Here’s an example that Maass uses from Daphne Du Maurier’s My Cousin Rachel. It’s about a young man named Philip Ashley who’s been raised by his older cousin Ambrose. Ambrose leaves on a trip and Philip is miserable without him. Then he gets a letter from Ambrose announcing his marriage to a woman named Rachel.
The letter came about half-past five, just after I had dined. Luckily, I was alone. Seecombe had brought in the post-bag, and left it with me. I put the letter in my pocket and walked out across the fields down to the sea. Seecombe’s nephew, who had the mill cottage on the beach, said good-day to me. He had his nets spread on the stone wall, drying in the last of the sun. I barely answered him, and he must have thought me curt. I climbed over the rocks to a narrow ledge, jutting into the little bay, where I used to swim in summer. Ambrose would anchor some fifty yards out in his boat, and I would swim to him. I sat down, and taking the letter from my pocket read it again. If I could have felt one spark of sympathy, of gladness, one single ray of warmth towards those two who were sharing happiness together down in Naples, it would have eased my conscience. Ashamed of myself, bitterly angry at my selfishness, I could raise no feeling in my heart at all. I sat there, numb with misery, staring at the flat calm, sea. I had just turned twenty-three, and yet I felt as lonely and as lost as I had done years before, sitting on a bench in Fourth Form, at Harrow, with no one to befriend me, and nothing before me, only a new world of strange experience that I did not want.
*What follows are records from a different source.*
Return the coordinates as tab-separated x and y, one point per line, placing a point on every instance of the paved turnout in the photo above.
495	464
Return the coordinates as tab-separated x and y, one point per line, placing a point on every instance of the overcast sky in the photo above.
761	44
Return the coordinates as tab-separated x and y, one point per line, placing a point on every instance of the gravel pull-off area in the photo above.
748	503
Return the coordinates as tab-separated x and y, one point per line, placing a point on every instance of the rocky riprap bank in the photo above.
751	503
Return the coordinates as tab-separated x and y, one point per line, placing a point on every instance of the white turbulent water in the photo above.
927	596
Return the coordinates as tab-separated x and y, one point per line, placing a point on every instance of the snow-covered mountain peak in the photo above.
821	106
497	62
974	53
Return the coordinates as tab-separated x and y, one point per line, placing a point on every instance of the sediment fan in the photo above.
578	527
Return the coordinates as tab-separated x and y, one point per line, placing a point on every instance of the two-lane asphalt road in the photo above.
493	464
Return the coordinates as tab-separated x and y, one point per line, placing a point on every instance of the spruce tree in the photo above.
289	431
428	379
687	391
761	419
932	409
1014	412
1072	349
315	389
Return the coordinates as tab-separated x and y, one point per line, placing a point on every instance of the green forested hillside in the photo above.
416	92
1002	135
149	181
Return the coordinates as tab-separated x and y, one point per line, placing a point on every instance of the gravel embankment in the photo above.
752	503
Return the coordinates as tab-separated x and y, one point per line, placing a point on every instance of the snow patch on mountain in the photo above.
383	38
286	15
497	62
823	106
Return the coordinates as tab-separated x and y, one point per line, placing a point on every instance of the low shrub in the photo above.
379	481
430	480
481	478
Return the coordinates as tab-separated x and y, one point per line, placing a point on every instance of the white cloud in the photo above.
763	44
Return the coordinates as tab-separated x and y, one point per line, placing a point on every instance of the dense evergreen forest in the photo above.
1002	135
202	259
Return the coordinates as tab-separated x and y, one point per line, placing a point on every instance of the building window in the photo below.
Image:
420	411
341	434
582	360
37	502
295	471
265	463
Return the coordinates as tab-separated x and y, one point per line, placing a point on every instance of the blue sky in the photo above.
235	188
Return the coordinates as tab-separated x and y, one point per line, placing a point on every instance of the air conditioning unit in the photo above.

Du Maurier is doing several things here. First of all, she makes you, the reader, wait to learn what’s in that letter. You know the news isn’t good (Luckily, I was alone.) And, the wait builds up your own sense of dread. And, even if she isn’t showing Philip’s reaction through describing him, she is putting you through the character’s experience as he focuses on the mundane details of his walk to the beach. Isn’t that what we all do when we’re in something of emotional shock. We narrow our focus; we delay the feelings until we’re somewhere where we can deal with them.
And, as Maass notes, once we get to the place were Philip can unpack his feelings, she uses the setting, alone on a rocky shore, as a metaphor for his inner state. She also juxtaposes his earlier, trusting time with Ambrose learning to swim with this current feeling of separation.
Maass also likes that she runs the reader through the emotions that Philip believes he should be feeling versus what he actually feels. Maass calls this getting down to third level feelings. Getting past the obvious, immediate feelings that a character might be expected to have and surprising the reader with what is actually going on inside.

One of the more iconic examples of creating an analogy for a feeling. Burt Lancaster and Deborah Kerr in From Here to Eternity.
He offers an exercise for how to create scenes like this in your own writing.
– Select a moment from your story when your main character feels strongly. Identify the feeling and ask your character: “What else are you feeling at this moment?” Write that down and ask again. Get to the third-level of feeling for this moment.
– Now examine that third-level feeling is four ways. 1) Create an analogy for it. 2) Make a moral judgement about it. Is it good or bad to feel this way? 3) Create an alternative: What would a better person be feeling instead? 4) Justify this feeling. Why is it appropriate for your character to feel this way?
– Look around your scene and setting. What is your character seeing that might be unique here. Add this one detail to the list you’re making.
– Now write as new scene for this moment using the third-level emotion.
According to Maass, if you plunge right into the third-level feelings—spite, envy, bitterness—underneath something like good news for a friend, your character will be unappealing. So have your character give a nod to their own failure to be generous. And then, let them be complexly human like all the rest of us.